CJ Walker’s “How to Summon a Demon” is equally delightful. A teen boy conjures a demon so he can practice kissing. Luckily a teen demon shows up and they both enjoy it. This quirky short comic is giggle worthy and captures the awkwardness of teen desire perfectly.

Written and illustrated by Elodie Chen “Three’s a Charm” introduces two witches looking for a third to anchor their circle. Although they meet one who seems like a good fit, she ends up asking one of the original two on a date. Although the circle remains incomplete a dinner date is arranged.

“Vows of Love,” written by Nichole Robinson and illustrated by Anika Granillo is yet another sweet tale of love. A necromancer, Kaleb, and a healer, J’Sean, are in a queer platonic relationship. They have different but equal powers and support each other. J’Sean’s mother assumes they are in a romantic relationship until Kaleb explains that her son is aromantic and asexual.
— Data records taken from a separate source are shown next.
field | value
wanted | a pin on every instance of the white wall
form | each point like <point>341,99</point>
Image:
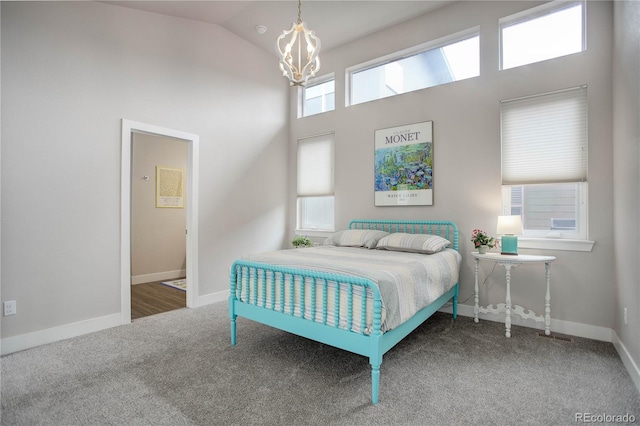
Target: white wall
<point>466,123</point>
<point>70,72</point>
<point>626,148</point>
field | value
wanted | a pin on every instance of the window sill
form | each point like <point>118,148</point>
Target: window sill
<point>555,244</point>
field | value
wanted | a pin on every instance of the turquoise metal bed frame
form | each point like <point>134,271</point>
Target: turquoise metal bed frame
<point>373,345</point>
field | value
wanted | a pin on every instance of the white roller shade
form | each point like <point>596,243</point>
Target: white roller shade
<point>315,166</point>
<point>544,138</point>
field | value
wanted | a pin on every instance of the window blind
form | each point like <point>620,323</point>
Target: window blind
<point>315,166</point>
<point>544,138</point>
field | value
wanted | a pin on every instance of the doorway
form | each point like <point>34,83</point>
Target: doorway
<point>140,137</point>
<point>158,223</point>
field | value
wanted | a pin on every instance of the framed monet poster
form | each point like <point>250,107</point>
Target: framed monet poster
<point>404,165</point>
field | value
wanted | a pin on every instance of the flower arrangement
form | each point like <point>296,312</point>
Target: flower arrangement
<point>302,241</point>
<point>480,238</point>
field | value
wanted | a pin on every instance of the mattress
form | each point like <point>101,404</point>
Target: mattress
<point>407,283</point>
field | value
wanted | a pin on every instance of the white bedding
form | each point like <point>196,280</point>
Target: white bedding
<point>407,281</point>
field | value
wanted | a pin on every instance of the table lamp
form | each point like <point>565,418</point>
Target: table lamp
<point>509,227</point>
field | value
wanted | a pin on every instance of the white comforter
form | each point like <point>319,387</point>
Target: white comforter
<point>407,281</point>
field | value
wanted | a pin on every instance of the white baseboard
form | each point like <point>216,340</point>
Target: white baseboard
<point>54,334</point>
<point>627,360</point>
<point>564,327</point>
<point>158,276</point>
<point>210,298</point>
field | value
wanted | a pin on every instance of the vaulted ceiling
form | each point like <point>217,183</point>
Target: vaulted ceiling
<point>334,22</point>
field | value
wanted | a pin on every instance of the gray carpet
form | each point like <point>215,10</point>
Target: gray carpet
<point>179,368</point>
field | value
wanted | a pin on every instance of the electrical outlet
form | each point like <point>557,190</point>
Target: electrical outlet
<point>9,308</point>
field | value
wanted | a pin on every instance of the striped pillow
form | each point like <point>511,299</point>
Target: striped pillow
<point>414,243</point>
<point>355,238</point>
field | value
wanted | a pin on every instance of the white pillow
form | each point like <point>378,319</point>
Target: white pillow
<point>414,243</point>
<point>355,238</point>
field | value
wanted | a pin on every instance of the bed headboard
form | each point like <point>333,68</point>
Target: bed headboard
<point>445,229</point>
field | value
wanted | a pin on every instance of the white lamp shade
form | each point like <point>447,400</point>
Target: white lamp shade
<point>509,225</point>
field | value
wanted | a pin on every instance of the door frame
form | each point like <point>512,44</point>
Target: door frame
<point>193,152</point>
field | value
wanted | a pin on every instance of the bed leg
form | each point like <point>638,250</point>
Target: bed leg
<point>375,383</point>
<point>455,302</point>
<point>233,331</point>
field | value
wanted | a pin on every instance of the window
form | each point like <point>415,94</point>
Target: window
<point>549,31</point>
<point>315,183</point>
<point>443,61</point>
<point>544,163</point>
<point>319,96</point>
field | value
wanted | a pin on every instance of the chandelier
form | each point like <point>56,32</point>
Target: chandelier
<point>298,62</point>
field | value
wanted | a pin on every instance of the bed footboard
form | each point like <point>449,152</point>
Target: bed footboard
<point>338,310</point>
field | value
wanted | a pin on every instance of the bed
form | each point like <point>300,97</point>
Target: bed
<point>362,291</point>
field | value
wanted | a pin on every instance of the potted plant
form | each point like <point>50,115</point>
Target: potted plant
<point>301,241</point>
<point>482,241</point>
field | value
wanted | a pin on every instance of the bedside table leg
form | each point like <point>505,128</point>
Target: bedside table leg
<point>507,321</point>
<point>476,306</point>
<point>547,301</point>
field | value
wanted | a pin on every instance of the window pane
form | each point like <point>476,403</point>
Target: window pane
<point>319,98</point>
<point>555,210</point>
<point>316,213</point>
<point>547,206</point>
<point>557,33</point>
<point>315,166</point>
<point>544,138</point>
<point>445,64</point>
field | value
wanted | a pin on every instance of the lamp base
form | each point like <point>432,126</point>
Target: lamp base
<point>509,244</point>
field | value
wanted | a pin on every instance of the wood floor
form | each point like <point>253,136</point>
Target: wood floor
<point>155,298</point>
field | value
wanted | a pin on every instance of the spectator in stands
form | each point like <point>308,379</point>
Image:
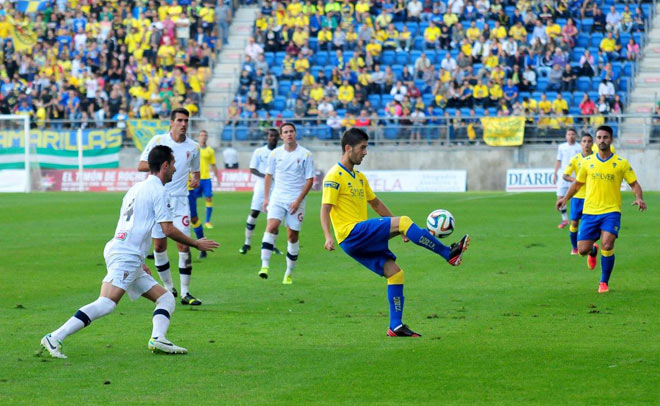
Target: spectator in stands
<point>568,79</point>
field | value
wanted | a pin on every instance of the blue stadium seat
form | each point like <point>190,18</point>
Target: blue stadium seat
<point>582,40</point>
<point>321,58</point>
<point>584,83</point>
<point>388,58</point>
<point>402,58</point>
<point>596,37</point>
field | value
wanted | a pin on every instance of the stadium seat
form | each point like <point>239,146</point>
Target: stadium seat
<point>584,83</point>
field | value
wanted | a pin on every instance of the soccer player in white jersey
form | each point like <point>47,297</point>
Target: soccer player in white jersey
<point>258,165</point>
<point>292,167</point>
<point>144,205</point>
<point>565,152</point>
<point>186,152</point>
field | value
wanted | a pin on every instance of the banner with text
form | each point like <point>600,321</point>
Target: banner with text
<point>530,180</point>
<point>59,148</point>
<point>417,181</point>
<point>143,130</point>
<point>503,131</point>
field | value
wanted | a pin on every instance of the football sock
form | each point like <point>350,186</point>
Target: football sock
<point>185,269</point>
<point>572,233</point>
<point>267,248</point>
<point>249,229</point>
<point>422,237</point>
<point>162,314</point>
<point>395,297</point>
<point>162,263</point>
<point>292,250</point>
<point>198,229</point>
<point>83,317</point>
<point>606,264</point>
<point>209,211</point>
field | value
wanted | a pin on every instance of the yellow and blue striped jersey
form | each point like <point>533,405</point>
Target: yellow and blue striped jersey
<point>574,167</point>
<point>602,181</point>
<point>348,192</point>
<point>206,159</point>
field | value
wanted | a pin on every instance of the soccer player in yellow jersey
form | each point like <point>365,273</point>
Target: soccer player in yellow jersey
<point>346,193</point>
<point>205,188</point>
<point>602,174</point>
<point>577,202</point>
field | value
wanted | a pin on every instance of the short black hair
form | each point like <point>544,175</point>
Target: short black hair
<point>179,110</point>
<point>290,124</point>
<point>352,137</point>
<point>607,129</point>
<point>272,131</point>
<point>159,155</point>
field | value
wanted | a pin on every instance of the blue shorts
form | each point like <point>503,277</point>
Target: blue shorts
<point>577,205</point>
<point>592,225</point>
<point>368,244</point>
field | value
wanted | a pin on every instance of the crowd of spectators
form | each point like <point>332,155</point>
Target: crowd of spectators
<point>96,63</point>
<point>368,61</point>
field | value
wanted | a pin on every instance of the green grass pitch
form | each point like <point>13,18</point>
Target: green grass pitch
<point>519,323</point>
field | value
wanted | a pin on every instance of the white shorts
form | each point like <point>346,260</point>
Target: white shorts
<point>280,212</point>
<point>125,272</point>
<point>562,187</point>
<point>181,215</point>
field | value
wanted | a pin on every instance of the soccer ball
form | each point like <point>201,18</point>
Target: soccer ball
<point>440,223</point>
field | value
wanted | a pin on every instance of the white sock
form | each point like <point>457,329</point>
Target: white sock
<point>83,317</point>
<point>162,262</point>
<point>162,314</point>
<point>267,245</point>
<point>292,250</point>
<point>185,270</point>
<point>249,229</point>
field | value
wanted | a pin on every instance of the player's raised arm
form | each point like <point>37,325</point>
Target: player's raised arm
<point>639,199</point>
<point>325,225</point>
<point>202,244</point>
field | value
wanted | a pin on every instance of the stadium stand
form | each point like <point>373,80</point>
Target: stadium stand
<point>410,63</point>
<point>97,63</point>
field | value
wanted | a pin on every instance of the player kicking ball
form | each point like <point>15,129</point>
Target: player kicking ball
<point>577,202</point>
<point>143,206</point>
<point>602,174</point>
<point>346,193</point>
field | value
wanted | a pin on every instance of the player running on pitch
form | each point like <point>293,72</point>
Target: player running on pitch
<point>577,202</point>
<point>346,193</point>
<point>143,206</point>
<point>602,174</point>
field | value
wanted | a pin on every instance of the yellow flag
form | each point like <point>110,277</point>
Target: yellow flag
<point>24,39</point>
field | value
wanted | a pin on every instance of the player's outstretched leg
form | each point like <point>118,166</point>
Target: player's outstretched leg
<point>572,233</point>
<point>607,265</point>
<point>396,299</point>
<point>209,211</point>
<point>162,262</point>
<point>423,238</point>
<point>82,318</point>
<point>292,251</point>
<point>266,253</point>
<point>161,322</point>
<point>185,273</point>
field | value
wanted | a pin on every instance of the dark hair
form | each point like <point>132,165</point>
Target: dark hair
<point>288,123</point>
<point>352,137</point>
<point>607,129</point>
<point>179,110</point>
<point>159,155</point>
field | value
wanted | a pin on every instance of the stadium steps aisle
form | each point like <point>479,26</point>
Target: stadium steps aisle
<point>646,88</point>
<point>224,80</point>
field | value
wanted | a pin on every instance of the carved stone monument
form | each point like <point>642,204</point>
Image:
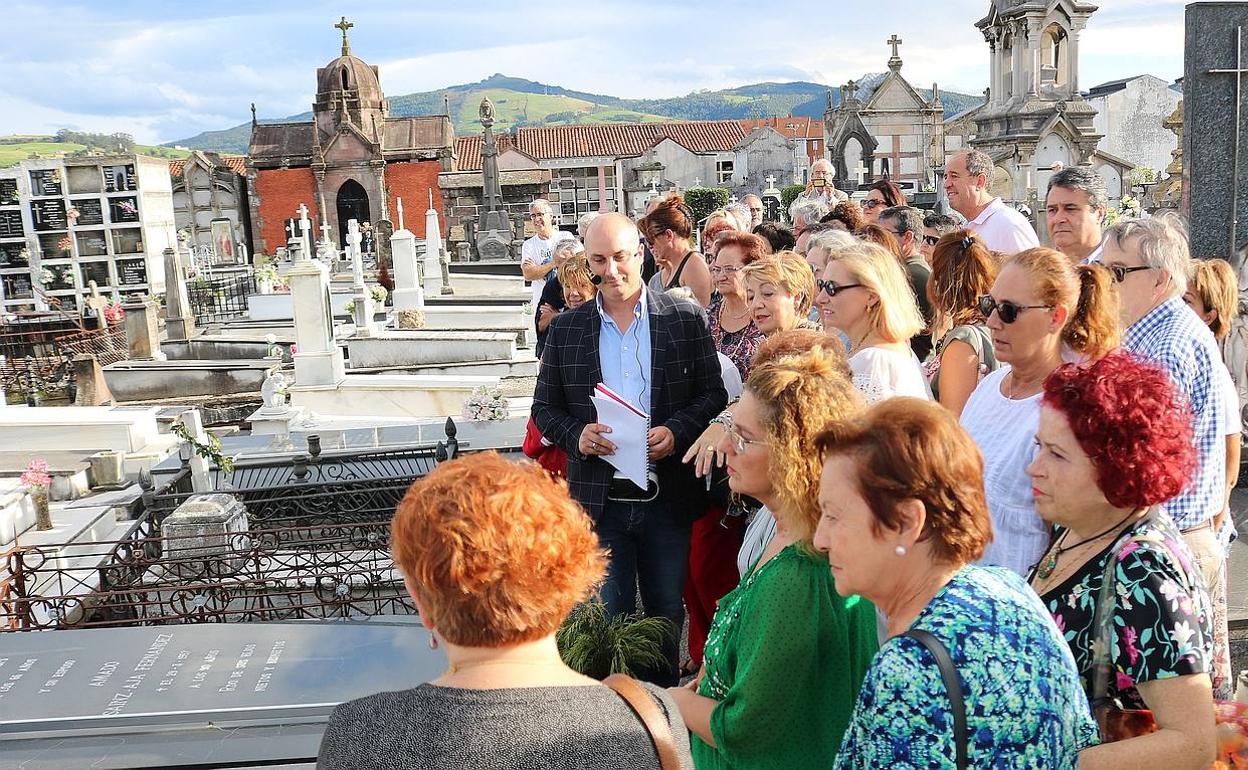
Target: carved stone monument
<point>494,232</point>
<point>1216,99</point>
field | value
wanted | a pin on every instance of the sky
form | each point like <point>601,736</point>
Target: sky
<point>166,70</point>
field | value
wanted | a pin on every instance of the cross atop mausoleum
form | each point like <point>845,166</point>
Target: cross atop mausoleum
<point>346,44</point>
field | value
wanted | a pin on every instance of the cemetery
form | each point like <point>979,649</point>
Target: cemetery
<point>215,389</point>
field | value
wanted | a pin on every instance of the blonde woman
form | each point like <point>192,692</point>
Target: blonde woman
<point>866,295</point>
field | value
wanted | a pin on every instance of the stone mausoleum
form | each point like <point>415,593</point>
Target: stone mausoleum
<point>351,161</point>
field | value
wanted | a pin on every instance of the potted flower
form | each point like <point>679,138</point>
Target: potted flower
<point>38,482</point>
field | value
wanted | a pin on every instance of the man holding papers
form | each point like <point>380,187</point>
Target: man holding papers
<point>627,383</point>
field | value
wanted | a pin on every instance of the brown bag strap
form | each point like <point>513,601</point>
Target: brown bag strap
<point>650,715</point>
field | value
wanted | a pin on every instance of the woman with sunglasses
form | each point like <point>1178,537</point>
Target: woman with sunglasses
<point>866,295</point>
<point>1040,311</point>
<point>786,653</point>
<point>669,229</point>
<point>882,194</point>
<point>962,271</point>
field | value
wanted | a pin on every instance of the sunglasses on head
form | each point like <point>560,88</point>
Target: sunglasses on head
<point>831,287</point>
<point>1121,271</point>
<point>1006,311</point>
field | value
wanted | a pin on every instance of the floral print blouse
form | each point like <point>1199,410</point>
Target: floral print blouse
<point>1161,617</point>
<point>739,346</point>
<point>1025,706</point>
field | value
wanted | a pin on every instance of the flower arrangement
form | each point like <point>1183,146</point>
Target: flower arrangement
<point>35,477</point>
<point>486,404</point>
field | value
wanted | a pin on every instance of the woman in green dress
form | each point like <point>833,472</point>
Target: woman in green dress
<point>786,653</point>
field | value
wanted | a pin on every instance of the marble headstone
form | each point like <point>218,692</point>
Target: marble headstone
<point>1214,80</point>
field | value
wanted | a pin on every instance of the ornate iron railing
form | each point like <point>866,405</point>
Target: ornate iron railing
<point>340,570</point>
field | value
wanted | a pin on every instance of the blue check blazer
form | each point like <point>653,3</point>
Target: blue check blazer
<point>685,393</point>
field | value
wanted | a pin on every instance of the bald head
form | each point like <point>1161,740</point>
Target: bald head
<point>613,246</point>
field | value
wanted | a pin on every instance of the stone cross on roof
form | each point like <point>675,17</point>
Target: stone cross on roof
<point>346,44</point>
<point>895,60</point>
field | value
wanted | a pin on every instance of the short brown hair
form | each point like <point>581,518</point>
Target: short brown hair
<point>914,449</point>
<point>497,550</point>
<point>1214,282</point>
<point>799,397</point>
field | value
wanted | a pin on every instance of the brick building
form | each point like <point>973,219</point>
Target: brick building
<point>352,160</point>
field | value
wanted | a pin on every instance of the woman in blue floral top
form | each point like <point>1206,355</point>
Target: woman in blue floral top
<point>1115,442</point>
<point>902,518</point>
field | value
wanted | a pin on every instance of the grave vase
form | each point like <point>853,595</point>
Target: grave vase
<point>43,516</point>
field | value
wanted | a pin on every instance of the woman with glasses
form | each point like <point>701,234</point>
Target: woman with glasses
<point>882,194</point>
<point>669,229</point>
<point>1040,311</point>
<point>785,653</point>
<point>962,271</point>
<point>866,295</point>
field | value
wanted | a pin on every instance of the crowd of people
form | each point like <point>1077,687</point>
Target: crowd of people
<point>929,494</point>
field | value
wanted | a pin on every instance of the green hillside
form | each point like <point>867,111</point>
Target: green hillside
<point>527,102</point>
<point>16,149</point>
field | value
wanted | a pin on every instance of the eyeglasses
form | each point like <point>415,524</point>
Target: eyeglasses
<point>1006,311</point>
<point>831,287</point>
<point>739,442</point>
<point>1121,271</point>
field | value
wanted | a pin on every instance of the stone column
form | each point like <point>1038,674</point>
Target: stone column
<point>179,316</point>
<point>408,296</point>
<point>318,361</point>
<point>142,332</point>
<point>433,285</point>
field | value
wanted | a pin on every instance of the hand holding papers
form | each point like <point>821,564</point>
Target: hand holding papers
<point>629,428</point>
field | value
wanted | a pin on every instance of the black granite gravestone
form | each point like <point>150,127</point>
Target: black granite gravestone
<point>189,695</point>
<point>1216,142</point>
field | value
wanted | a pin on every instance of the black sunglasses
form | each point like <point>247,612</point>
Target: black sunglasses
<point>831,287</point>
<point>1006,311</point>
<point>1121,272</point>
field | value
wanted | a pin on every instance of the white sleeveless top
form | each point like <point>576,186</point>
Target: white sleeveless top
<point>1005,431</point>
<point>881,373</point>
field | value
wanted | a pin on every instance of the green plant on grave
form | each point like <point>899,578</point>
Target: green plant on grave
<point>210,451</point>
<point>704,200</point>
<point>598,645</point>
<point>789,194</point>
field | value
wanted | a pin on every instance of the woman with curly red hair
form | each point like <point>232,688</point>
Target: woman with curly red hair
<point>496,554</point>
<point>1115,442</point>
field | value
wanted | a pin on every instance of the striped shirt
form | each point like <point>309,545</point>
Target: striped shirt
<point>1176,338</point>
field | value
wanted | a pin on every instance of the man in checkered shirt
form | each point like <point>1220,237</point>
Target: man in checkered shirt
<point>1150,261</point>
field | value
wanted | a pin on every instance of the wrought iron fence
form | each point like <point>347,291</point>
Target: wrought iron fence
<point>340,570</point>
<point>220,298</point>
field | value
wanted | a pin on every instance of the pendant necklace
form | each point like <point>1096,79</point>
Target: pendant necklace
<point>1050,564</point>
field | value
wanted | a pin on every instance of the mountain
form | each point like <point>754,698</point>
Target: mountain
<point>527,102</point>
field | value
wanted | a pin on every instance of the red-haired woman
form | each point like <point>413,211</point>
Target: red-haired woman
<point>1115,442</point>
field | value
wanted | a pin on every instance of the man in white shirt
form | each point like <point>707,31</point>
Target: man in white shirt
<point>1075,205</point>
<point>537,255</point>
<point>967,177</point>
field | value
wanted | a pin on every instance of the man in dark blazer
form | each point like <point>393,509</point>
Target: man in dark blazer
<point>657,352</point>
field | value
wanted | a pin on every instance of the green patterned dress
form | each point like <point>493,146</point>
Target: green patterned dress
<point>784,659</point>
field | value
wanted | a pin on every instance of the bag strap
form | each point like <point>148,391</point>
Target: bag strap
<point>650,715</point>
<point>949,673</point>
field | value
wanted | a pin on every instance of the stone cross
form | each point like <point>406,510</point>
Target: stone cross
<point>860,172</point>
<point>895,41</point>
<point>1238,70</point>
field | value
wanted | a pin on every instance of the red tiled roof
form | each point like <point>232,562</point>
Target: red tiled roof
<point>237,164</point>
<point>793,127</point>
<point>607,140</point>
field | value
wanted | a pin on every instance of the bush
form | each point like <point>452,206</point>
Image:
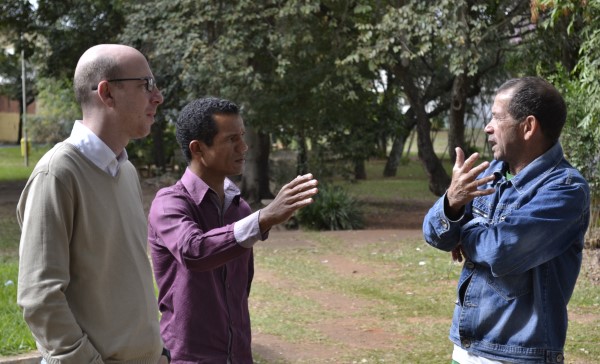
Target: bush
<point>333,209</point>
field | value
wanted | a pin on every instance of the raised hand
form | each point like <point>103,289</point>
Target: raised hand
<point>292,197</point>
<point>464,186</point>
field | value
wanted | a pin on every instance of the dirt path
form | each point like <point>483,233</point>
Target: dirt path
<point>400,220</point>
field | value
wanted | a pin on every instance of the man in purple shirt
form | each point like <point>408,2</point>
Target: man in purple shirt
<point>201,234</point>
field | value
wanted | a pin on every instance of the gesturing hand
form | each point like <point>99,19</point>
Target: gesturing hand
<point>293,196</point>
<point>464,186</point>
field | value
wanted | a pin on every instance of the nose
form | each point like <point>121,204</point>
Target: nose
<point>488,128</point>
<point>244,146</point>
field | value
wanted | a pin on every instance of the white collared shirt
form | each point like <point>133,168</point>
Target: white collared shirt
<point>94,149</point>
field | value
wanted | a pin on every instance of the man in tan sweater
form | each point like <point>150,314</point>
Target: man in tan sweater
<point>85,282</point>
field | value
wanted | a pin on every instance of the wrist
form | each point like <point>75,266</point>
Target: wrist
<point>166,353</point>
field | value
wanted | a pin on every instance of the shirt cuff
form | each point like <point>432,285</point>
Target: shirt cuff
<point>247,231</point>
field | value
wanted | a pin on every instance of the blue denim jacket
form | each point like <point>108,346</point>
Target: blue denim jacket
<point>524,245</point>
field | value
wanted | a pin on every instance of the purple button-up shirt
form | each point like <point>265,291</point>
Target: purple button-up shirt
<point>203,263</point>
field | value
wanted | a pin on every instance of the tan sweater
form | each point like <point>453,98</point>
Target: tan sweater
<point>85,282</point>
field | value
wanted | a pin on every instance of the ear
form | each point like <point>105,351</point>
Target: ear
<point>104,93</point>
<point>197,148</point>
<point>531,127</point>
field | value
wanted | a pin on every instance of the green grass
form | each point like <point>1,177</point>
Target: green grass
<point>16,337</point>
<point>407,291</point>
<point>402,287</point>
<point>12,163</point>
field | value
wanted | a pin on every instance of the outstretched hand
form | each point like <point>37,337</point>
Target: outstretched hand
<point>292,197</point>
<point>464,186</point>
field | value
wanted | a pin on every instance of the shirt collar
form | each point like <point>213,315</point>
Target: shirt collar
<point>198,189</point>
<point>94,149</point>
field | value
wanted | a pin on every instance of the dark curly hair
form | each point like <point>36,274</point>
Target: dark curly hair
<point>196,122</point>
<point>535,96</point>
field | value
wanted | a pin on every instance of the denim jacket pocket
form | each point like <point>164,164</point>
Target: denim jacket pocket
<point>511,286</point>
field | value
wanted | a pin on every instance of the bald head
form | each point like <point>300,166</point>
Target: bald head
<point>101,62</point>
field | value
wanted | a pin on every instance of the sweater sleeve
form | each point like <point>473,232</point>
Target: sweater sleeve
<point>46,212</point>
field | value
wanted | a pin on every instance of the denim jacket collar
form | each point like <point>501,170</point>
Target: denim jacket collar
<point>533,171</point>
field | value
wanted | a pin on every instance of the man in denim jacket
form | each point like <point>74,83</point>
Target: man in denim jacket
<point>519,222</point>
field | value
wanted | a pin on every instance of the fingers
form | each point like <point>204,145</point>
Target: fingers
<point>460,158</point>
<point>457,255</point>
<point>301,186</point>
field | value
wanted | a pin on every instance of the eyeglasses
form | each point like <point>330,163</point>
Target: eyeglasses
<point>150,82</point>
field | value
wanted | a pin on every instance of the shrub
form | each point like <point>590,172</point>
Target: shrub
<point>333,209</point>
At first she is sad assuming her son will spend his life alone but Kaleb explains their intimate friendship and promises to support one another.

Each story brilliantly captures a snapshot of queer love. Taken together the deliberate diversity and inclusivity of the collection forms an archive of queer feeling and experience that belongs on every bookshelf. I thoroughly delighted in this anthology. I read some stories, like those referenced here, again and again, charmed by the whimsy, weirdness, and thrilled by the fact of this book’s existence.